Alexei Bovkun died at the end of May. He was the manager of the local rock’n’roll club Pereval. His death was reportedly drug-related. Pereval had closed even earlier (last year)–as have (for various reasons) the other underground clubs: TaMtAm, Art Clinic, Fish Fabrique, Indie, Ten Club, Rock Club, Wild Side, Zasada, Sterkh, Art Club, The Tunnel, and many others. Despite the negative aspects (drugs, brawls, heavy drinking), those clubs supported all that was new and interesting in local alternative music and kept it from croaking. Without them we wouldn’t have such popular rock and pop acts as Pep-See, Tequilajazzz., Leningrad, Deadushki, and Spleen. During the last few months more and more new strip clubs or casinos with saunas and fitness rooms like Taleon or Golden Dolls have opened, while almost nothing is heard of new rock clubs with live music. But–not as loudly as before–the spirit is still alive in such places as student-oriented rock and reggae club Moloko, the eclectic, "fashionable" Griboyedov, the "extreme" Polygon, and, finally, the new "drum’n’bass" club Mama, founded by the organizers of Russia’s first techno club, the Tunnel.

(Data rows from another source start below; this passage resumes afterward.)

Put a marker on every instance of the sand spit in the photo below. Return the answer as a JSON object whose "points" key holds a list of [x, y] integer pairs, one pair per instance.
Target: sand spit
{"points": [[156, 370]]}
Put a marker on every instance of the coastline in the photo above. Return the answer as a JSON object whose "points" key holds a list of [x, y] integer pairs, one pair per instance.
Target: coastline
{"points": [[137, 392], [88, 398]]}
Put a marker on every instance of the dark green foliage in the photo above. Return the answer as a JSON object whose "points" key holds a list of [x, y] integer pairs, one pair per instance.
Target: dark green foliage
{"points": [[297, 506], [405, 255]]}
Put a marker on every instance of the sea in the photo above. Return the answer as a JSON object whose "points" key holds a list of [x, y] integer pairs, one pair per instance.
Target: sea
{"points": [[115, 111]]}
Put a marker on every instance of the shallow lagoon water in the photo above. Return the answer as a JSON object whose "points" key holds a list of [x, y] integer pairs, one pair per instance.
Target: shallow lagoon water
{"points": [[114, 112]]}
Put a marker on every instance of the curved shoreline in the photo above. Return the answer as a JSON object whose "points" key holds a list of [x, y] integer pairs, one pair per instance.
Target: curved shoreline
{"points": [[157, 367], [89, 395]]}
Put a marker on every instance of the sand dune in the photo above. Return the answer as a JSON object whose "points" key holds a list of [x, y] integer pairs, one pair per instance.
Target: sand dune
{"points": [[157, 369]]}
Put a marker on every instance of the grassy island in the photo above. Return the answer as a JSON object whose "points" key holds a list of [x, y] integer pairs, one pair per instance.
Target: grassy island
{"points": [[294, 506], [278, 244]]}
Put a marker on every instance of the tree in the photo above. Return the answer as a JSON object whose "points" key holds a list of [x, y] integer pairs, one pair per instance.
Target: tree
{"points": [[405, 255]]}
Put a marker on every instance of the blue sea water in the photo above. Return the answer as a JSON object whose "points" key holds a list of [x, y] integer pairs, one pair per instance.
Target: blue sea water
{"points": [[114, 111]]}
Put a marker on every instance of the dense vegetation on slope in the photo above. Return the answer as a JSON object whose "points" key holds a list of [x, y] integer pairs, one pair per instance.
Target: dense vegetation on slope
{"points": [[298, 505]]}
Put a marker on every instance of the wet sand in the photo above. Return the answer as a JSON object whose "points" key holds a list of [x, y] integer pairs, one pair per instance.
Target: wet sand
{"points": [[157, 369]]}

"If you want subculture St. Petersburg style, the full-on, hard-core Tam Tam Klub is where it is at. It’s not for the meek," wrote Lloyd Donaldson, editor of the St.Petersburg Press, in the first-ever review of the pioneering TaMtAm Club in the paper’s second issue (May 18, 1993). Though Donaldson had the name slightly wrong, his instincts were dead-on, even five years ago.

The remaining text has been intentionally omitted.